Duas cenas, uma levando a outra: a primeira é íntima e capta o modo como as coisas costumavam ser; a segunda revela a com grande precisão o que Ayrton Senna havia se tornado.
Em 1994, a fábrica da Williams não era um templo de tecnologia com fachada de vidros brilhantes, mas uma fábrica comum e puramente funcional em Didcot, no subúrbio de Londres, onde eram fabricados os carros de corrida. Atrás, ficava um pequeno museu; acima, uma sala de conferências, grande o bastante para acomodar duas ou três dúzias de pessoas.
Ali, antes de Senna pilotar um carro da Williams, um grupo de jornalistas de automobilismo foi convidado para uma entrevista coletiva. Ayrton estava em uma linha aberta em São Paulo, onde, simultaneamente, jornalistas brasileiros também o entrevistavam. Frank Williams, na sala de conferências, em sua cadeira de rodas, e Senna trocavam brincadeiras. Era perceptível a grande afeição entre os dois, algo muito mais profundo do que o fato de, onze anos antes, Williams ter sido o primeiro a deixá-lo pilotar um carro de F1 e, na época, ter afirmado que esperava que Senna não se esquecesse daquilo.
Também era possível perceber outra coisa: Senna estava muito tranquilo. Aquilo poderia ser, em parte, por que ele teria o carro que todos queriam ter e, também, porque estava com trinta e quatro anos, mas, principalmente, porque tinha provado suas grandes verdades como piloto. O que quer que ele ganhasse com a Williams seria um acréscimo bem-vindo, mas não essencial a sua carreira.
A certa altura, um jornalista fez uma pergunta provocativa ( sobre Prost ), a qual Senna respondeu com ironia: não consigo ouvi-lo! Frank, eles cortaram a linha! Todos caíram na gargalhada, tanto em Didcot quanto em São Paulo.
Como os carros da Williams eram muito bons – Mansell sagrou-se campeão em 1992 com uma vantagem esmagadora, e Prost fez o mesmo em 1993 -; durante a entrevista coletiva, houve uma conversa séria sobre a possibilidade de Senna vencer todas as dezesseis corridas da temporada. Ele foi dúbio com relação a isso, como teria de ser, mas também não desmentiu a possibilidade.
Ainda é difícil com essa ironia.
A segunda cena, em Estoril, onde Senna se preparava para entrar no carro modelo 1994, era bem diferente em escala e apresentação. Ele voou para lá no próprio jato – um reflexo de como os modernos pilotos de F1 são bem sucedidos, ganhando muito mais do que chefes de Estado.

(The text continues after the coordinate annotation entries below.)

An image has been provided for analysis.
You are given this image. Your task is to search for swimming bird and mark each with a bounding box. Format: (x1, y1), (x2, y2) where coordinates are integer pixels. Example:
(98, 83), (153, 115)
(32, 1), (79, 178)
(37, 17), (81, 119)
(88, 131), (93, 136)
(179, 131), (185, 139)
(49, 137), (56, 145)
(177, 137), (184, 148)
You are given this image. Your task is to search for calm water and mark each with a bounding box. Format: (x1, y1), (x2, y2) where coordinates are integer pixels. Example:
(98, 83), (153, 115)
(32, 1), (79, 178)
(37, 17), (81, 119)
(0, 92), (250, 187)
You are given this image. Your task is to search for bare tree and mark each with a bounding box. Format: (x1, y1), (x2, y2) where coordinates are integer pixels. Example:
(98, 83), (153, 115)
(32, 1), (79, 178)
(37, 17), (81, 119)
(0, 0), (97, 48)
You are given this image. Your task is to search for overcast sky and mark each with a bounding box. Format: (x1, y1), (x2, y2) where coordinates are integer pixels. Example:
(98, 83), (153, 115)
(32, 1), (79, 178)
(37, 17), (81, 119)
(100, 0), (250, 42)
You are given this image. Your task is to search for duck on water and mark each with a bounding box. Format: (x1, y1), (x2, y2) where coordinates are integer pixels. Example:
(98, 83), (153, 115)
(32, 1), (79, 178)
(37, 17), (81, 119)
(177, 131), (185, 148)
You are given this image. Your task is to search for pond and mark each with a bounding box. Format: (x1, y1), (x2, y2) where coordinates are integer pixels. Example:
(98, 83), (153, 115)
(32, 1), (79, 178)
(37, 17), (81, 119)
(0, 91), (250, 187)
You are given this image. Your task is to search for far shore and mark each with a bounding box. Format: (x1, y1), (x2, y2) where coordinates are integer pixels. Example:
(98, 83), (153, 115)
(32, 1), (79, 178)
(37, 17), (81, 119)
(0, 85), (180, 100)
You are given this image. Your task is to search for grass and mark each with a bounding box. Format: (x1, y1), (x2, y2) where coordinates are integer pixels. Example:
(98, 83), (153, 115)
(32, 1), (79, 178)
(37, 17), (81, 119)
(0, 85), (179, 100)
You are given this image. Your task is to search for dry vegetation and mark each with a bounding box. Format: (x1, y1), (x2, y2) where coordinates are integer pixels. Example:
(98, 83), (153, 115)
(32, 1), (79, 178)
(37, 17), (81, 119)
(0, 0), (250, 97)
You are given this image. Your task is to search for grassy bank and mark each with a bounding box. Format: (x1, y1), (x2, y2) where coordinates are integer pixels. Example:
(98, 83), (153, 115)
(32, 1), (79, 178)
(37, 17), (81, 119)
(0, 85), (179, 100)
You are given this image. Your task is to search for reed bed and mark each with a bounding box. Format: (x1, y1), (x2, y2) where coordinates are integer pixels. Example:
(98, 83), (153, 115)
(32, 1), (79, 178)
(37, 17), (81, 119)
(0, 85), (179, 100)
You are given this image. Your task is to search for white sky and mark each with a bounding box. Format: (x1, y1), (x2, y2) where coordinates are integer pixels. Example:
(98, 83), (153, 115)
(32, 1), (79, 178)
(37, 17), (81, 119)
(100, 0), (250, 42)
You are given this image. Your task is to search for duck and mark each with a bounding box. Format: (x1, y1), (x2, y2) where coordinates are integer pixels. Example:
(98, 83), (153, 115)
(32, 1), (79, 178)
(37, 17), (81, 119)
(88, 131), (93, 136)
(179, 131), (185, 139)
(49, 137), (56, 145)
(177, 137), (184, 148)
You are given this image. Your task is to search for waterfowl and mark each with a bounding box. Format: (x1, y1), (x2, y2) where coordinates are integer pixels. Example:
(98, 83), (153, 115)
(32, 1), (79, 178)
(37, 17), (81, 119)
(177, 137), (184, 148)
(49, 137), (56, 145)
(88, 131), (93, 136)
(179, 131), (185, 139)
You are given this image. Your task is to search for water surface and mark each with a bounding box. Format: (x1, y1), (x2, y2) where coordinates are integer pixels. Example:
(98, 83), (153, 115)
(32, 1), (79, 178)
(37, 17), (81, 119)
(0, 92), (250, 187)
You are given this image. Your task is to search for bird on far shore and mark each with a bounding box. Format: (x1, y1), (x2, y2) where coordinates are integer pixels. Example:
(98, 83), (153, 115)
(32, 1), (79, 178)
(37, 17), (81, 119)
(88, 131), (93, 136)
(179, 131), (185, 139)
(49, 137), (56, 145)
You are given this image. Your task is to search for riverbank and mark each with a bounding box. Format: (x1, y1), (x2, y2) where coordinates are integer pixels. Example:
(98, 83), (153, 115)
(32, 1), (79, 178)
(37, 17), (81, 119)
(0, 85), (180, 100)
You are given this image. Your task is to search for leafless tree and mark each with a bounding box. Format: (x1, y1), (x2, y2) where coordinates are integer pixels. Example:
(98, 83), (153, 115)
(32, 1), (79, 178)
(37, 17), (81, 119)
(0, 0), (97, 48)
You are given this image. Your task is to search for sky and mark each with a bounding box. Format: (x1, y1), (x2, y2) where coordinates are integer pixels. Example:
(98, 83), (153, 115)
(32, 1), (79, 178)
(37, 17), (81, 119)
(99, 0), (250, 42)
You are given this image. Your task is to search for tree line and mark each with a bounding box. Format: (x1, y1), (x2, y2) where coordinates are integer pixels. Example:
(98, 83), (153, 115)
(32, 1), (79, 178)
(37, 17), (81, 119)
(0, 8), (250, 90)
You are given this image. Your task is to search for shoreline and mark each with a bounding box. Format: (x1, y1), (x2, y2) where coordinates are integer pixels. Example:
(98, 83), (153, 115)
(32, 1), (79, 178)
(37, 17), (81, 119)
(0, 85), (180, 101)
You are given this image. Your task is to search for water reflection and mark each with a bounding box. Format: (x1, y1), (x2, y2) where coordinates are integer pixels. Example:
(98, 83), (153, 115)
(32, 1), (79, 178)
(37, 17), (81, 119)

O lançamento atraiu tantas equipes de filmagens, jornalistas e fotógrafos que se tornou um evento em escala mundial. Havia tanta gente na entrevista coletiva que a maior sala do prédio do circuito mal acomodava as pessoas e, quando Senna saiu e posou com o carro, tantos fotógrafos se reuniram ao seu redor que um jornalista tirou uma foto deles mesmos.
Então, Ayrton e seu novo companheiro de equipe, Damon Hill, fizeram o que se pode chamar de volta de exibição para os fotógrafos, que se deleitaram.
Aquele exército da imprensa foi convidado para jantar em um luxuoso hotel em Cascais, a cidade litorânea próxima do circuito. Senna entrou na sala vestido, como normalmente fazia, com um traje casual e, ao mesmo tempo, elegante: naquele caso, um paletó esporte. Quando entrou, toda a sala ficou em silêncio como se uma presença imponente tivesse aparecido.
De certa forma, tinha.
A ironia das semanas subsequentes também continua sendo difícil de suportar. Senna conseguiu a pole no Brasil, mas girou e saiu da corrida….. Conquistou a pole no circuito de Aida, no Japão, mas bateu logo depois da largada e saiu do Grande Prêmio do Pacífico… Conquistou a pole em Ímola…..
Há muitas imagens depois disso que não são esquecidas, que jamais serão esquecidas. O professor Sid Watkins – médico residente da F1 e velho amigo de Senna – foi uma das primeiras pessoas a chegar até ele depois da batida. O médico encontrou Senna com uma aparência serena. Quando tiraram do cockpit, ele suspirou. Watkins disse: senti sua alma partindo naquele momento.
Por que o Williams foi direto ao muro, na curva chamada Tamburello, na sétima volta do Grande Prêmio de San Marino, em primeiro de maio de 1994? Apesar das investigações dos jornalistas, apesar das declarações, dos exames e da evidência, nada ficou esclarecido nos tribunais, como deveria ser.